Restart Wireshark and launch Tor Browser again. After about 60 seconds we get:

Wa-kNN precision

Down to 85 packets. In terms of network traffic, this is as good as we managed to get it without interfering with how circuits are constructed in the background. As a final trick for data collection, in Browser/TorBrowser/, create a file named redirect.html with the following contents:

<meta http-equiv="refresh" content="10; url=https://www.kau.se/" />

By using the refresh HTTP header we delay Tor Browser by ten seconds for the site visit (to https://www.kau.se/ in the example above).
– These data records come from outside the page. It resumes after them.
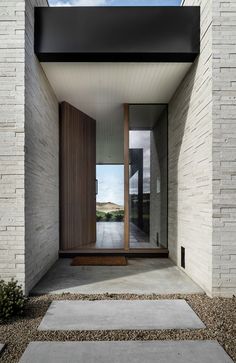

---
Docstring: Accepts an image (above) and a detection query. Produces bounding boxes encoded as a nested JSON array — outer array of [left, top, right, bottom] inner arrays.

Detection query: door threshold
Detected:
[[59, 248, 169, 258]]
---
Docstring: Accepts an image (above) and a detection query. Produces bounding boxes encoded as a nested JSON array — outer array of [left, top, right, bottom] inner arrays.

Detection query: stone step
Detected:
[[39, 300, 205, 330], [19, 340, 233, 363]]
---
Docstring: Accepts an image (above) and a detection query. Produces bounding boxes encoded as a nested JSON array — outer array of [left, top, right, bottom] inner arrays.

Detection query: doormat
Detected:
[[71, 256, 128, 266]]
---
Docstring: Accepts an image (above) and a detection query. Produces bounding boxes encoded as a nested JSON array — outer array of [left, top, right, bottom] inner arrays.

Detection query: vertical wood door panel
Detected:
[[60, 102, 96, 250]]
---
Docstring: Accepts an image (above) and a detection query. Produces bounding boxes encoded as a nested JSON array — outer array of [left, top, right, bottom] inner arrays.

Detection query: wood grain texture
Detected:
[[60, 102, 96, 250]]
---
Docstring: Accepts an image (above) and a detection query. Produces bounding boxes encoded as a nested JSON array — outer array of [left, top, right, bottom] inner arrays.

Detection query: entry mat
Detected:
[[38, 300, 205, 330], [19, 340, 233, 363], [71, 256, 127, 266]]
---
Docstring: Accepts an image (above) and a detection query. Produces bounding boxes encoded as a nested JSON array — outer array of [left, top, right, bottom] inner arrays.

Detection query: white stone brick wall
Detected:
[[212, 0, 236, 296], [0, 0, 25, 287], [25, 0, 59, 292], [169, 0, 236, 296], [168, 0, 212, 294]]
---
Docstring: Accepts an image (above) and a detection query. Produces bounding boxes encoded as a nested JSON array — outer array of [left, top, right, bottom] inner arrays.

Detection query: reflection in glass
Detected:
[[129, 105, 167, 248]]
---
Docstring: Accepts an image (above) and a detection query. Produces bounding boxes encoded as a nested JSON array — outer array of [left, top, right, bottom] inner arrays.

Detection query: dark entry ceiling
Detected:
[[35, 6, 200, 62]]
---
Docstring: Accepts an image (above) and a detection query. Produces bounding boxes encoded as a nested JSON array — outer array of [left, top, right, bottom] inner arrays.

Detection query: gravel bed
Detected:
[[0, 294, 236, 363]]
Restart Wireshark, open a terminal, navigate to Browser/ and run:

./start-tor-browser redirect.html

Looking at Wireshark output we now see:

Wa-kNN precision

Note the over eight seconds of silence in traffic. Presumably, most of the changes we’ve made to Tor Browser together with a reasonable delay before visiting a site removes a significant amount of noise from our packet captures. Once we launch Tor Browser, we just wait around ten seconds until we start the packet capture. While not perfect, it’s probably good enough and realistic: we still cannot remove, e.g., control cells—but neither can a realistic attacker in the WF setting—and any noise on the wire generated by tor or Tor Browser is still very much encrypted and mixed in with the rest of the network traffic. By making the changes described above we’ve primarily eliminated network noise generated when starting up Tor Browser, which—relative to the number of sites visited by a user—presumably is relatively rare.